W aptekach w całej Polsce jest problem z kupnem maseczek. Te zdaniem niektórych mogą pomóc chronić przed zarażeniem się koronawirusem, choć nie brakuje głosów, że bardziej chroni przed roznoszeniem jakichkolwiek wirusów czy bakterii.

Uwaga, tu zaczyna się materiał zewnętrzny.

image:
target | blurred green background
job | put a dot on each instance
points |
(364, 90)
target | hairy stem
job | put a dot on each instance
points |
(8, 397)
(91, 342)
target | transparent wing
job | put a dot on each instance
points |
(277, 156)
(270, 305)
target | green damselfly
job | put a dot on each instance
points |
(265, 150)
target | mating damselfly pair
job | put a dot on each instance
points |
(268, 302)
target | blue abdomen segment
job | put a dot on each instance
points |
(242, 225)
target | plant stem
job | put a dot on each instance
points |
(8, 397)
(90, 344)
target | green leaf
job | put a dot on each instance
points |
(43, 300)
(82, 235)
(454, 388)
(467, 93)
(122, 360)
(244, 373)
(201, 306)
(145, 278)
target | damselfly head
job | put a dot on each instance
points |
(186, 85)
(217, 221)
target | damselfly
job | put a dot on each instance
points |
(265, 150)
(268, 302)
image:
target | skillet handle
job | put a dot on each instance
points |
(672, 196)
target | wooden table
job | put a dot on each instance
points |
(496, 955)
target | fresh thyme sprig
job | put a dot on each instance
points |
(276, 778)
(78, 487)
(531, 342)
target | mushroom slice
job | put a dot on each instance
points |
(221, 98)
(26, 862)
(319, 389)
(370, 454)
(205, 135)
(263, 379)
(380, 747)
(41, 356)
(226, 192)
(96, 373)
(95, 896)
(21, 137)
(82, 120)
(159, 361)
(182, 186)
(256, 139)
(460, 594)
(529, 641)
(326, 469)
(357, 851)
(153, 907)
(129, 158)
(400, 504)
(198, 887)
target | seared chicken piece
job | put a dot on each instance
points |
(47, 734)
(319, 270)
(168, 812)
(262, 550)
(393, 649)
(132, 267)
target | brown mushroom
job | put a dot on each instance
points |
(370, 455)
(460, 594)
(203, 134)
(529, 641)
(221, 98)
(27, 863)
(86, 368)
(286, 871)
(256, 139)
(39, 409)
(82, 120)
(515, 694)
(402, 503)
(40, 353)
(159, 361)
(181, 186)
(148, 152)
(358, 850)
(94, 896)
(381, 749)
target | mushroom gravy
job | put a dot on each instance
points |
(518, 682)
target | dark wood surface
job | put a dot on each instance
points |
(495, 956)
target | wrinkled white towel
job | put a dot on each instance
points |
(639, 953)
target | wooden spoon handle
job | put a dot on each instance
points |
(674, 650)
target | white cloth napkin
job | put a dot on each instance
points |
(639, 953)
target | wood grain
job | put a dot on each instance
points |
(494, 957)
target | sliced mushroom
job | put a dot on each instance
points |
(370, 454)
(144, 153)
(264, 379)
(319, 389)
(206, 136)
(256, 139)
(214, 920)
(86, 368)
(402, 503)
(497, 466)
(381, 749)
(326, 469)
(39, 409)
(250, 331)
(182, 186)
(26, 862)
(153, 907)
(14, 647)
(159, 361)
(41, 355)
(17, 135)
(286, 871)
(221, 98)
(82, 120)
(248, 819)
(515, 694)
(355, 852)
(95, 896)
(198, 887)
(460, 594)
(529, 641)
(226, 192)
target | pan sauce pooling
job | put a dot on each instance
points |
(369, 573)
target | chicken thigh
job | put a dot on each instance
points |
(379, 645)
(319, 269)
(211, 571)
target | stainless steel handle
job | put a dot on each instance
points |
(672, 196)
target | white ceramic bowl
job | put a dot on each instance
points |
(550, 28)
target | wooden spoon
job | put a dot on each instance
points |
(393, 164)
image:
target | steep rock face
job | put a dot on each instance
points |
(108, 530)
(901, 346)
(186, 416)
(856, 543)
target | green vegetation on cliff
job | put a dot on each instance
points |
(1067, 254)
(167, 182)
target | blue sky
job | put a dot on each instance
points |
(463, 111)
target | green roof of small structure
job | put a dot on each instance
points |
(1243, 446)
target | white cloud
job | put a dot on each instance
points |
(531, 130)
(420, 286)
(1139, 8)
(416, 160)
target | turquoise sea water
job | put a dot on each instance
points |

W aptekach pojawiły się kartki informujące pacjentów o braku maseczek. Tego produktu brakuje także w magazynach. Czy faktycznie są obawy?
Porównując śmiertelność i powszechność, bardziej powinniśmy się obawiać zwykłej grypy. W samej Polsce w ciągu roku zachoruje na nią lub jej pochodną około 4 milionów osób. Na całym świecie umrze z jej powodu 500 tysięcy osób. W mediach jednak codziennie jesteśmy informowani o koronawirusie.
Nie powinniśmy obawiać się także obawiać przesyłek z Chin, gdyż wirus poza nosicielem może przeżyć do kilku godzin. Najważniejsze to mycie rąk, zwłaszcza po kontakcie z przedmiotami znajdującymi się w miejscach użyteczności publicznej.
Osoby kaszlące nie powinny robić tego w dłoń, a w zgięcie łokciowe.
Kulka lat temu jedna z ostrowskich lekarek zachorowała na równie medialnego wirusa AH1N1 i nie tylko żyje do dzisiaj, ale wtedy nikogo nie zaraziła.